Personal information
- Date of birth: 15 August 1990 (age 35)
- Place of birth: 's-Hertogenbosch, Netherlands
- Height: 1.83 m (6 ft 0 in)
- Position: Attacking midfielder

Team information
- Current team: Den Bosch
- Number: 11

Youth career
- BVV Den Bosch
- Den Bosch

Senior career*
- Years: Team / Apps / (Gls)
- 2009–2012: Den Bosch / 88 / (19)
- 2012–2015: Standard Liège / 0 / (0)
- 2012–2014: → NAC Breda (loan) / 53 / (9)
- 2014–2015: → Utrecht (loan) / 13 / (2)
- 2015–2017: NAC Breda / 48 / (2)
- 2017–2020: Den Bosch / 73 / (11)
- 2020–2022: De Graafschap / 50 / (1)
- 2022–: Den Bosch / 77 / (5)

= Danny Verbeek =

Dutch footballer (born 1990)

Danny Verbeek (born 15 August 1990) is a Dutch professional footballer who plays as an attacking midfielder for Den Bosch in the Dutch Eerste Divisie.
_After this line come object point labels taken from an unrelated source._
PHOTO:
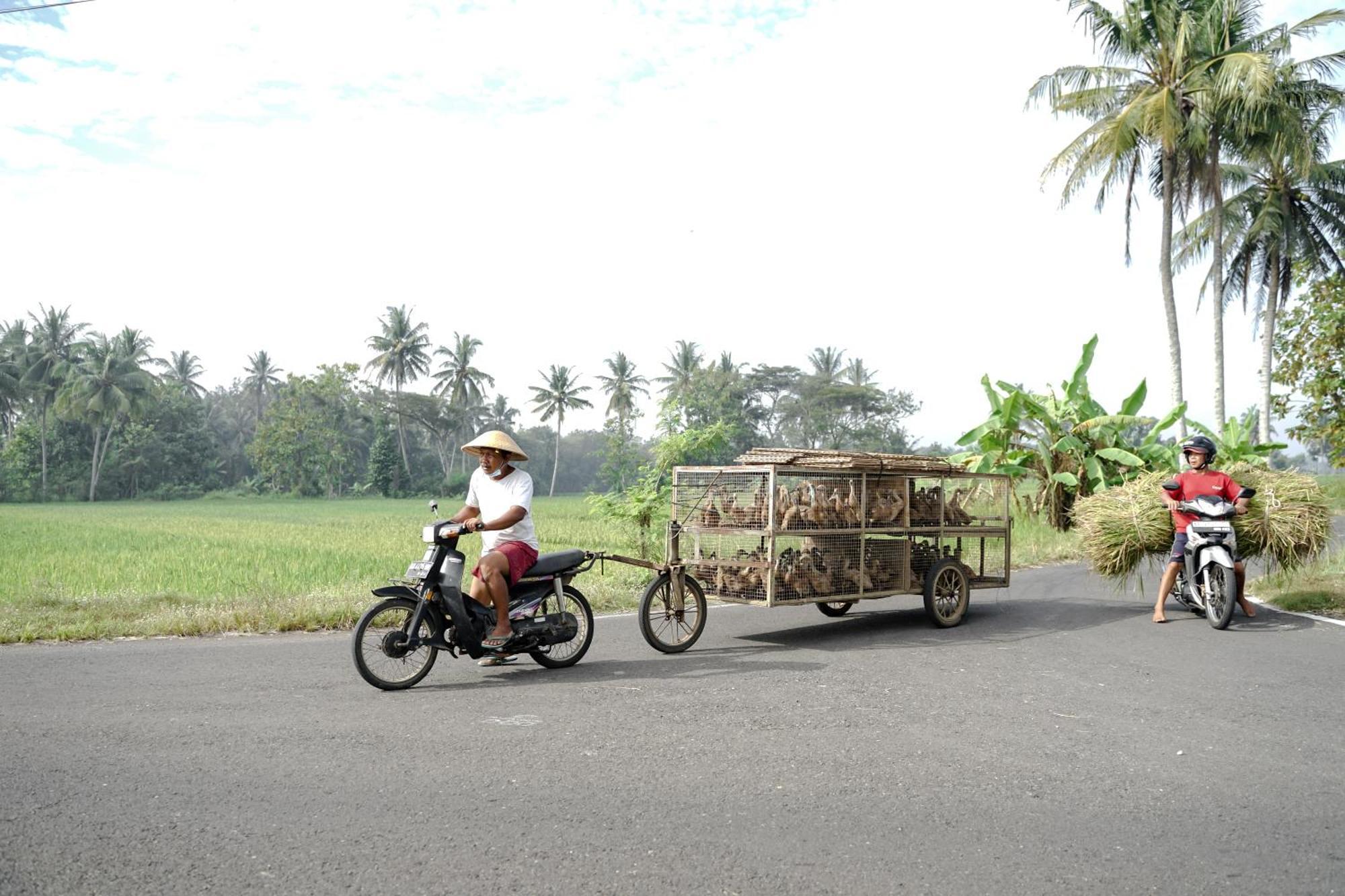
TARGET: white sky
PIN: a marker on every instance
(568, 179)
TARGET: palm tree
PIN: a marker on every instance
(53, 350)
(1223, 120)
(104, 388)
(1141, 104)
(501, 416)
(1289, 214)
(857, 374)
(677, 384)
(135, 345)
(14, 361)
(401, 358)
(562, 393)
(827, 365)
(622, 386)
(262, 378)
(458, 378)
(184, 370)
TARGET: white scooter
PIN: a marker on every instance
(1207, 583)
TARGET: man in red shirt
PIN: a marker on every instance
(1200, 479)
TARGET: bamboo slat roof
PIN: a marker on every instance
(856, 460)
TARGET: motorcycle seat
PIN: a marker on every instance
(552, 564)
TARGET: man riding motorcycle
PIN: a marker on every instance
(1200, 479)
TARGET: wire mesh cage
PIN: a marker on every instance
(843, 528)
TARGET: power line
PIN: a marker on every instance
(46, 6)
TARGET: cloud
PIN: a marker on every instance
(563, 181)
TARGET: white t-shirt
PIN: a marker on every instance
(494, 497)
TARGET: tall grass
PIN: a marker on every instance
(254, 564)
(1315, 588)
(1334, 486)
(235, 564)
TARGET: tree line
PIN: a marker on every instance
(95, 416)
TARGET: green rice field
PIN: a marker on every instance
(79, 571)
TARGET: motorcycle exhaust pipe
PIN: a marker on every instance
(553, 628)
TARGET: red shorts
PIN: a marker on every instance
(521, 559)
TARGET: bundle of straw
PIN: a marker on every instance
(1289, 520)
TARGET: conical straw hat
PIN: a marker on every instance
(500, 442)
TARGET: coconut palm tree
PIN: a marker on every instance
(54, 343)
(687, 361)
(827, 365)
(856, 374)
(458, 378)
(560, 393)
(1141, 104)
(401, 358)
(104, 388)
(1289, 212)
(1221, 120)
(14, 360)
(137, 346)
(262, 378)
(501, 416)
(182, 373)
(622, 386)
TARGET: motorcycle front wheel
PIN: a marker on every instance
(380, 649)
(1219, 600)
(571, 651)
(670, 630)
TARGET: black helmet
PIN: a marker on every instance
(1202, 443)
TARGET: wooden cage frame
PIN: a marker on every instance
(689, 533)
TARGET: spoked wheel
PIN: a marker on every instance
(572, 650)
(948, 592)
(1219, 602)
(666, 628)
(380, 645)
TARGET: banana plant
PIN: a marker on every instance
(1238, 440)
(1065, 440)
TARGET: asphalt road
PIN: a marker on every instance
(1056, 741)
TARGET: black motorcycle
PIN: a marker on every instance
(397, 639)
(1206, 583)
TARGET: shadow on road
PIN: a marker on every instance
(693, 663)
(1004, 622)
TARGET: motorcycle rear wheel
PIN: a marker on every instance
(1219, 603)
(379, 657)
(571, 651)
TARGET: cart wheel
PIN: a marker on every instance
(948, 592)
(669, 630)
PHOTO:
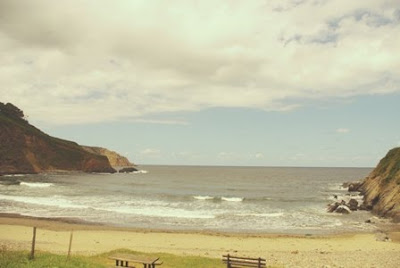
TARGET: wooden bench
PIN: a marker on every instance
(235, 262)
(126, 260)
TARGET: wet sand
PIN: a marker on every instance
(380, 249)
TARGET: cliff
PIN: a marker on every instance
(381, 188)
(115, 159)
(26, 149)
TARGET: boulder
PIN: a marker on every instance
(127, 170)
(355, 187)
(332, 207)
(343, 209)
(353, 204)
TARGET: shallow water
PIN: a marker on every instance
(225, 199)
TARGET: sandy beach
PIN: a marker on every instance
(348, 250)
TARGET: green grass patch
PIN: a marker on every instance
(20, 259)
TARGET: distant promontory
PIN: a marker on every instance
(24, 149)
(381, 188)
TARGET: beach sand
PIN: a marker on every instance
(347, 250)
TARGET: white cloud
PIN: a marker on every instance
(150, 153)
(259, 155)
(342, 130)
(90, 61)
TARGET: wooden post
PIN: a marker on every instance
(70, 244)
(33, 244)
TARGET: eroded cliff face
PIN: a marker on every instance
(26, 149)
(115, 159)
(382, 187)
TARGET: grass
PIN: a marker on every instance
(20, 259)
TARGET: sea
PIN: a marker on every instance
(280, 200)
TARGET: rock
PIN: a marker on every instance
(354, 187)
(332, 207)
(30, 151)
(381, 188)
(353, 204)
(343, 209)
(127, 170)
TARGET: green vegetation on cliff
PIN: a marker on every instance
(389, 166)
(26, 149)
(382, 187)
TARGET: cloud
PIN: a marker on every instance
(259, 155)
(150, 153)
(92, 61)
(342, 130)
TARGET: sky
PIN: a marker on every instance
(259, 83)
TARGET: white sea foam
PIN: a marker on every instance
(203, 197)
(141, 171)
(45, 201)
(166, 212)
(36, 184)
(232, 199)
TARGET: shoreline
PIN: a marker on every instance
(65, 223)
(346, 250)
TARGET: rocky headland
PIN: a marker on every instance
(116, 160)
(379, 192)
(24, 149)
(381, 189)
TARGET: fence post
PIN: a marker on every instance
(33, 244)
(70, 244)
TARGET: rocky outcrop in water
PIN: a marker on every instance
(381, 188)
(24, 149)
(115, 159)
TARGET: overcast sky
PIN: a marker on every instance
(277, 82)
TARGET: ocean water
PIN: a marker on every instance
(222, 199)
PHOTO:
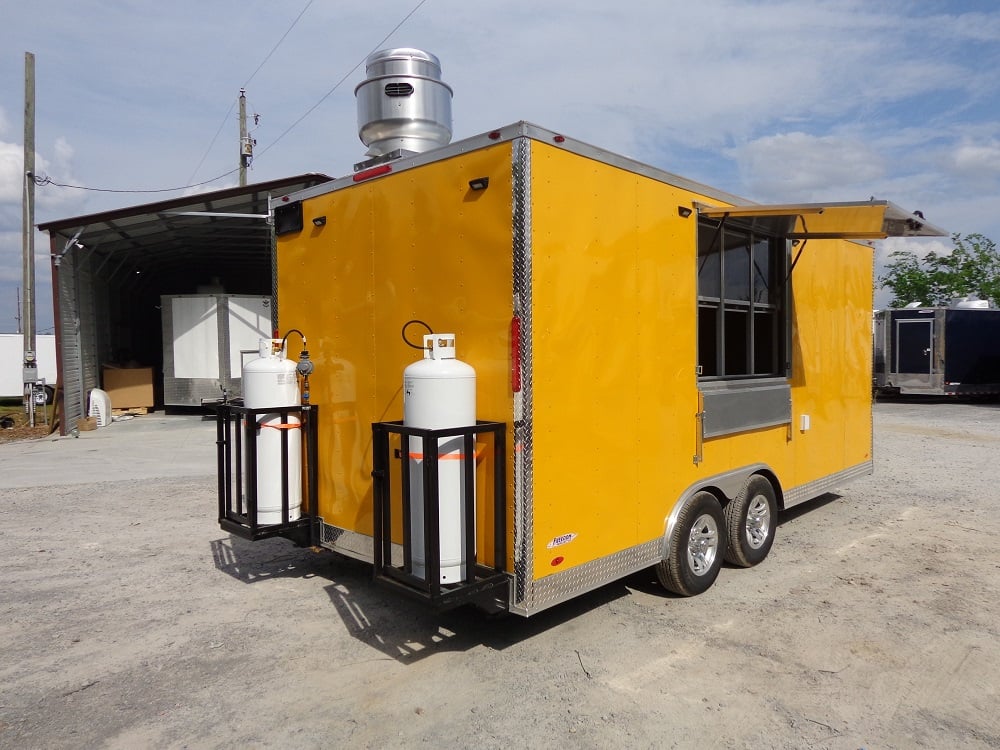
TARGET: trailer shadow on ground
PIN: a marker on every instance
(409, 631)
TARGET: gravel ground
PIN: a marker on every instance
(128, 619)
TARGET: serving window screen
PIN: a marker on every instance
(741, 310)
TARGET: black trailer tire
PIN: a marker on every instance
(751, 520)
(696, 547)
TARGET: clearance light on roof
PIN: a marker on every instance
(373, 172)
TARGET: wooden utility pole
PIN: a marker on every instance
(28, 238)
(246, 149)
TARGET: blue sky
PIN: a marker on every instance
(775, 101)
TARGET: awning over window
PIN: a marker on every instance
(866, 220)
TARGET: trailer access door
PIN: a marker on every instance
(915, 351)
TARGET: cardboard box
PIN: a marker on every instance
(129, 388)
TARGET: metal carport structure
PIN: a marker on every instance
(109, 270)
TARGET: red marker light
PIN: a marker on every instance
(373, 172)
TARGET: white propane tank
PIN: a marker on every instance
(271, 381)
(439, 391)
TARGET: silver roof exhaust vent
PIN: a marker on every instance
(403, 105)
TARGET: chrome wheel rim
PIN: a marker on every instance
(758, 526)
(703, 544)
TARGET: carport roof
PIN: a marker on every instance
(223, 224)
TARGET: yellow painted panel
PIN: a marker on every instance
(613, 336)
(419, 244)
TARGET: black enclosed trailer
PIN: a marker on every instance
(938, 351)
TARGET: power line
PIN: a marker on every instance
(225, 118)
(43, 180)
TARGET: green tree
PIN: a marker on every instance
(971, 269)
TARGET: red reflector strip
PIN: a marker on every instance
(373, 172)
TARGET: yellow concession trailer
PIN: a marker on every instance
(660, 369)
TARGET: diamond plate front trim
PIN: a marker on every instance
(825, 484)
(556, 589)
(349, 543)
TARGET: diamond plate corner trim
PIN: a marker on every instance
(556, 589)
(273, 241)
(817, 487)
(523, 457)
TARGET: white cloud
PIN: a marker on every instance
(800, 167)
(978, 159)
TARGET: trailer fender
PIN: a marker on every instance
(725, 487)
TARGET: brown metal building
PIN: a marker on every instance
(110, 269)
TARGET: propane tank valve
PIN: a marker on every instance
(305, 365)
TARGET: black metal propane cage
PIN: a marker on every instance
(237, 430)
(487, 586)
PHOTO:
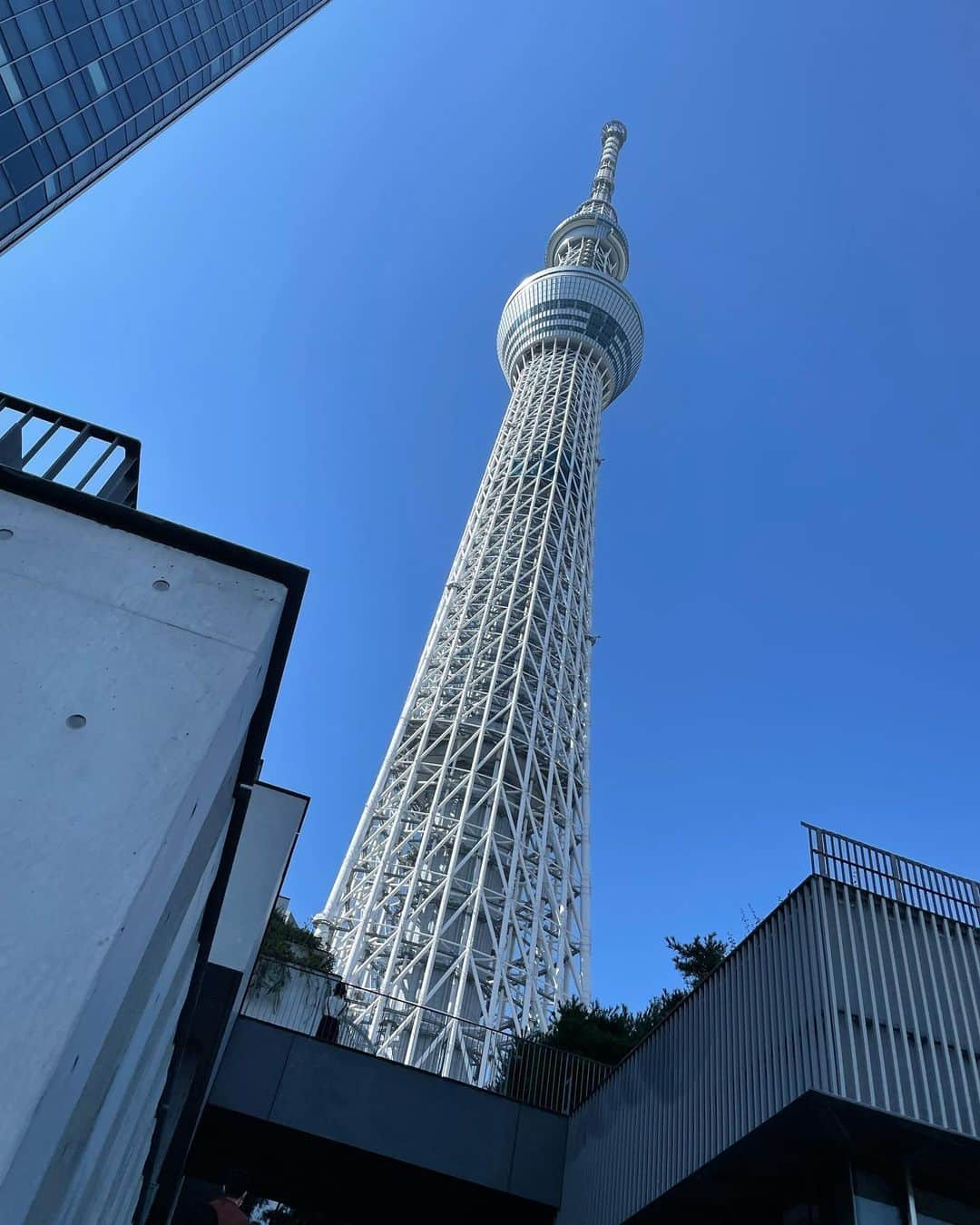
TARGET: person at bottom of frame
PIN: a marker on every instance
(333, 1008)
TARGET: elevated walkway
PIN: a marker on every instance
(364, 1137)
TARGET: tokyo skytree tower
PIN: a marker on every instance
(466, 887)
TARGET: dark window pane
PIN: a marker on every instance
(22, 169)
(76, 135)
(32, 203)
(48, 64)
(62, 101)
(11, 133)
(7, 220)
(83, 44)
(139, 93)
(71, 13)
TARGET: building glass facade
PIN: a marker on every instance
(83, 83)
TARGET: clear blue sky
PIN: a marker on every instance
(291, 298)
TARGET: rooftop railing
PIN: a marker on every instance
(67, 450)
(893, 876)
(527, 1071)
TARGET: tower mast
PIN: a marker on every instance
(466, 886)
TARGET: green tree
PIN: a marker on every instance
(284, 944)
(608, 1033)
(699, 957)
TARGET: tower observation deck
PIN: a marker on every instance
(466, 886)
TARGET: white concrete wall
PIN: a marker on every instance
(108, 832)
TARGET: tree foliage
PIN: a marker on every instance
(699, 957)
(284, 944)
(608, 1033)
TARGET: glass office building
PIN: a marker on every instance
(83, 83)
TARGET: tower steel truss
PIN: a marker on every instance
(466, 887)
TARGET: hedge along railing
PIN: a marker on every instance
(495, 1060)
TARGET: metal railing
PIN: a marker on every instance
(67, 450)
(893, 876)
(495, 1060)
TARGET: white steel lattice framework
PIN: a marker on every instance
(466, 887)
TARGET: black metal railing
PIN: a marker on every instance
(893, 876)
(67, 450)
(495, 1060)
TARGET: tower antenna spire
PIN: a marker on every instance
(466, 887)
(603, 185)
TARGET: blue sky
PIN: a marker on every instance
(291, 298)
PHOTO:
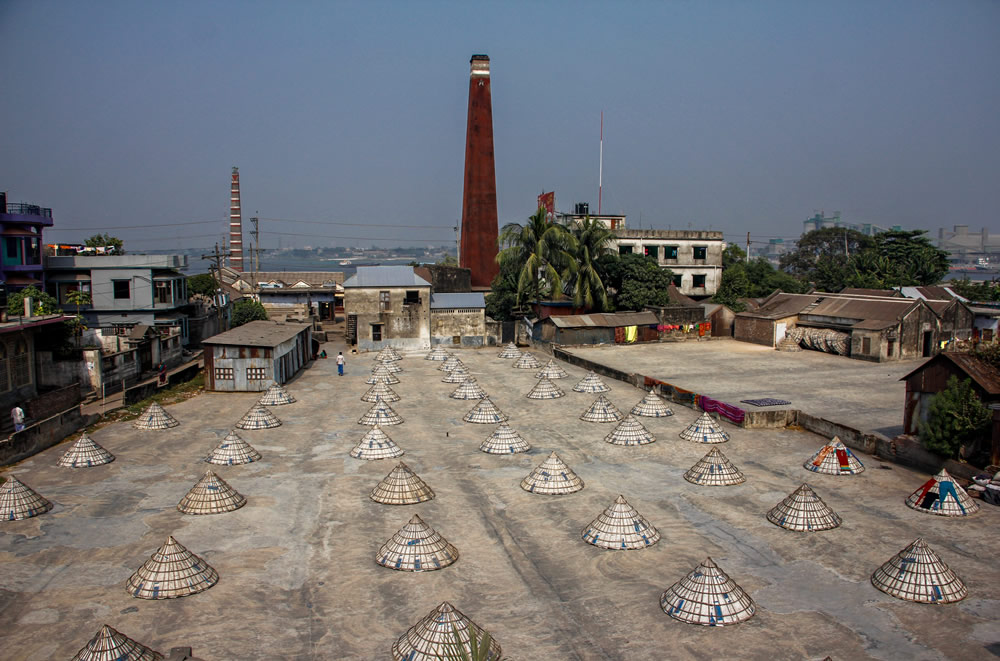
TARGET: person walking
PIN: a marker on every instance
(17, 416)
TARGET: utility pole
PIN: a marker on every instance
(216, 270)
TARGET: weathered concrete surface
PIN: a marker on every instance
(299, 581)
(859, 394)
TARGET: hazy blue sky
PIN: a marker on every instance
(739, 116)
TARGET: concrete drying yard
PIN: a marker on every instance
(297, 573)
(857, 393)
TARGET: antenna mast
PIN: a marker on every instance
(600, 170)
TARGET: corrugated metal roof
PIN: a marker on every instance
(782, 305)
(258, 334)
(611, 320)
(460, 300)
(385, 276)
(984, 374)
(858, 308)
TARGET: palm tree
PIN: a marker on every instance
(539, 252)
(591, 239)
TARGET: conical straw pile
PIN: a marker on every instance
(380, 414)
(504, 440)
(803, 511)
(917, 574)
(380, 374)
(380, 390)
(19, 501)
(401, 487)
(552, 477)
(442, 636)
(85, 453)
(469, 390)
(630, 432)
(620, 527)
(437, 354)
(834, 458)
(259, 417)
(485, 413)
(154, 417)
(591, 383)
(527, 361)
(449, 364)
(510, 351)
(545, 389)
(652, 406)
(110, 645)
(602, 410)
(233, 451)
(376, 444)
(416, 547)
(714, 470)
(941, 495)
(457, 375)
(709, 597)
(551, 371)
(704, 430)
(211, 495)
(171, 572)
(276, 396)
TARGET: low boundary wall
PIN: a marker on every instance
(43, 435)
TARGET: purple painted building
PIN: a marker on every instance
(21, 244)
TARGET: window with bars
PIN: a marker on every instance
(21, 369)
(256, 373)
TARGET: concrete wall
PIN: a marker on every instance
(467, 324)
(404, 326)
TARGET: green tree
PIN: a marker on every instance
(735, 284)
(976, 291)
(246, 310)
(203, 283)
(43, 303)
(590, 240)
(821, 256)
(955, 417)
(106, 241)
(541, 252)
(637, 281)
(502, 298)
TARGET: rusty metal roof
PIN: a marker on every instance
(611, 320)
(258, 334)
(782, 305)
(985, 375)
(881, 308)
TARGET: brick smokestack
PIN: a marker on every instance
(235, 224)
(479, 200)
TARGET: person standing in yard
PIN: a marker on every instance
(17, 416)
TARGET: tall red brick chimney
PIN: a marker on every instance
(478, 248)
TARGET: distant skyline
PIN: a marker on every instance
(347, 120)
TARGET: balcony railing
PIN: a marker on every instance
(28, 209)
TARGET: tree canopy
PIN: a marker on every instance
(106, 241)
(246, 310)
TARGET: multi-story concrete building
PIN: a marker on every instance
(387, 306)
(693, 256)
(125, 290)
(21, 228)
He formerly played for De Graafschap, Standard Liège and NAC Breda.

== Career ==
Verbeek was born in Den Bosch, and started his career with FC Den Bosch for whom he played 88 matches. In the summer of 2012 he was signed by Standard Liège. On 16 August 2012, Verbeek was sent on loan to NAC Breda after it became clear that his chances of playing in the Standard first team were limited. He would stay two seasons for the club. On 17 June 2014, Verbeek was sent on loan again, this time to FC Utrecht.

On 2 June 2022, Verbeek returned to Den Bosch on a two-year contract.